When the internal proxy layer returns a response, the router layer converts it into a
proper HTTP response and sends it to the user.
This layer can be easily extended in order to use any HTTP router, framework or
middleware. Adding transport layer adapters for other protocols (Thrift, gRPC,
AMQP, NATS, etc) is in the roadmap.
The proxy package
Where most of the KrakenD components and features are placed. It defines two
important interfaces, designed to be stacked:
● Proxy is a function that converts a given context and request into a response.

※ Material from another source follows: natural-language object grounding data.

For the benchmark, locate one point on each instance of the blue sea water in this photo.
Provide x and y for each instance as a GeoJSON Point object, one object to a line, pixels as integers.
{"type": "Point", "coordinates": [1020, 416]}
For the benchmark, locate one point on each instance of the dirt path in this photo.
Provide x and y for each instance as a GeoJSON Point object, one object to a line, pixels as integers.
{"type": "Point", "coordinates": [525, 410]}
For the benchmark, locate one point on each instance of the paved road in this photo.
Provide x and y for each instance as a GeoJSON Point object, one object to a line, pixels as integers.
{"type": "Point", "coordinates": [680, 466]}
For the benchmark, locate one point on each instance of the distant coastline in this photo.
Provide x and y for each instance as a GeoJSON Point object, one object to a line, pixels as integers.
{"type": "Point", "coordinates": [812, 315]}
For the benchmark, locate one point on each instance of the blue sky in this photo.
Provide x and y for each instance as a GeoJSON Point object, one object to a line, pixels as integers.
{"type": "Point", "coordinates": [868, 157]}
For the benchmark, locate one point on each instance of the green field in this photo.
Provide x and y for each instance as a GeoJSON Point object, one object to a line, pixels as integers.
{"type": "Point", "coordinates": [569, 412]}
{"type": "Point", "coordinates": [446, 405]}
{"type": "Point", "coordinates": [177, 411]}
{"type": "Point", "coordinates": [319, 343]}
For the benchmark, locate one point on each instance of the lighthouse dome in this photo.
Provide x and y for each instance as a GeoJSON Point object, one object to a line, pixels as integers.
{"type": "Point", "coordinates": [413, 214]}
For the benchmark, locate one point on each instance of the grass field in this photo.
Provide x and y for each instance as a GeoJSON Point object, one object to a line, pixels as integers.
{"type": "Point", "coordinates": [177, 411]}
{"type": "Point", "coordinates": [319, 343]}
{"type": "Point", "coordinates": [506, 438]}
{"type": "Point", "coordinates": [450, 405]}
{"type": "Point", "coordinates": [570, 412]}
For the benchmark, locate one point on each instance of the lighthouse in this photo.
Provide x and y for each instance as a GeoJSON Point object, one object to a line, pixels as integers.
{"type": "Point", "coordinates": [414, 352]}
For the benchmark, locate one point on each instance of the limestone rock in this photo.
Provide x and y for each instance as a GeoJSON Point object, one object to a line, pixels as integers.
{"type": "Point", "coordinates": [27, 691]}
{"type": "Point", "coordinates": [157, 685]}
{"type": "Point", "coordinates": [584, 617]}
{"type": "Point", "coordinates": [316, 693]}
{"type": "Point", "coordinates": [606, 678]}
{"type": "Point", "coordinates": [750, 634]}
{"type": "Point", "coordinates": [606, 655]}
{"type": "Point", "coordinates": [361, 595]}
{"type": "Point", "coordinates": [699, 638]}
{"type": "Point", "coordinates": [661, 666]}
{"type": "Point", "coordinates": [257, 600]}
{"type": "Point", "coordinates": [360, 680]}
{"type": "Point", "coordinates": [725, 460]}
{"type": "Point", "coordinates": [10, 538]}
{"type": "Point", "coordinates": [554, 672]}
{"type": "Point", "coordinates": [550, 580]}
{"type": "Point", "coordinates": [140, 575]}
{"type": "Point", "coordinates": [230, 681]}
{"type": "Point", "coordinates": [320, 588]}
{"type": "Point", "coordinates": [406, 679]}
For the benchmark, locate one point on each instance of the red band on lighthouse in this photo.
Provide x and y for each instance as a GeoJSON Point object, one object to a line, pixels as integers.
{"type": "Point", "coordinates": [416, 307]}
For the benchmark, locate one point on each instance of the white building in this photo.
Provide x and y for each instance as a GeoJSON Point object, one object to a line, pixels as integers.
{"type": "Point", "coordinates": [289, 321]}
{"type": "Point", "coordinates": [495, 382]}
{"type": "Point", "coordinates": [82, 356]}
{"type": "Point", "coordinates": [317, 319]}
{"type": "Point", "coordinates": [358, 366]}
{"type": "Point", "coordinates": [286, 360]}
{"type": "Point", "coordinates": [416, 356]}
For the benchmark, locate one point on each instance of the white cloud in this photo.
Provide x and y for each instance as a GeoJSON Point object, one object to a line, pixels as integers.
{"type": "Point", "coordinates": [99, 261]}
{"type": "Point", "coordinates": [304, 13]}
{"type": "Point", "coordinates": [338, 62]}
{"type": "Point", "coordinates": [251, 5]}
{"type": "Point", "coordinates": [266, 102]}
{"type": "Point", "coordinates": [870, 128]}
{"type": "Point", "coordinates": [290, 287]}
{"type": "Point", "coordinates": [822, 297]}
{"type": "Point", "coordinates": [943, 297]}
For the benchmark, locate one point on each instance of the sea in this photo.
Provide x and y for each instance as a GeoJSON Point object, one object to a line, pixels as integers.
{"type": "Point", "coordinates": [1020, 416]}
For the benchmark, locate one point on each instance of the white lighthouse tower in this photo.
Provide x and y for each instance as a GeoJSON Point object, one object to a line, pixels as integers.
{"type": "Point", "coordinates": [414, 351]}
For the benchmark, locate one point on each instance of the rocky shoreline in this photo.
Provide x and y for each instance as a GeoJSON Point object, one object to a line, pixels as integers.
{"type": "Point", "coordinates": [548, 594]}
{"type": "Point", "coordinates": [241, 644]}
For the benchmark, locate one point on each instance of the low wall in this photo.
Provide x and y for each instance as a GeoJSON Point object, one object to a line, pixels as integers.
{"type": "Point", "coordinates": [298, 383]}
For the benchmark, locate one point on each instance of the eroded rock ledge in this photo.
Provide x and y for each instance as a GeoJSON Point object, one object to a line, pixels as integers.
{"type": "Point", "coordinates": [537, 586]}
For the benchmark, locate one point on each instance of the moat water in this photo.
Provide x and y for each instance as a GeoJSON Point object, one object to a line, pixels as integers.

● Middleware is a function that accepts one or more proxies and returns a single
proxy wrapping them.
This layer transforms the request received from the router into a single or several
requests to your backend services, processes the responses and returns a single
response.
Middlewares
Middlewares generate custom proxies that are chained depending on the workflow
defined in the configuration until each possible branch ends in a transport-related
proxy.
Each of these generated proxies is able to transform the input or even clone it
several times and pass it or them to the next element in the chain.
They can modify the received response or responses adding all kinds of features to
the generated pipe.
Middleware examples (open source)
● Balancing: uses some type of strategy for selecting a backend host to query.
● Concurrent: improves the QoS by sending several concurrent requests to the
next step of the chain and returning the first successful response using a
timeout for canceling the generated workload.
● Logging: logs the received request and response and also the duration of the
segment execution.
Middleware examples (open source)
● Merging: a fork-and-join middleware. Splits the process of the request into
several concurrent processes, each one against a different backend, and to
merge all the received responses from those created pipes into a single one. It
applies a timeout, as the concurrent one does.
● HTTP: completes the received proxy request by replacing the parameters
extracted from the user request in a defined URL Pattern.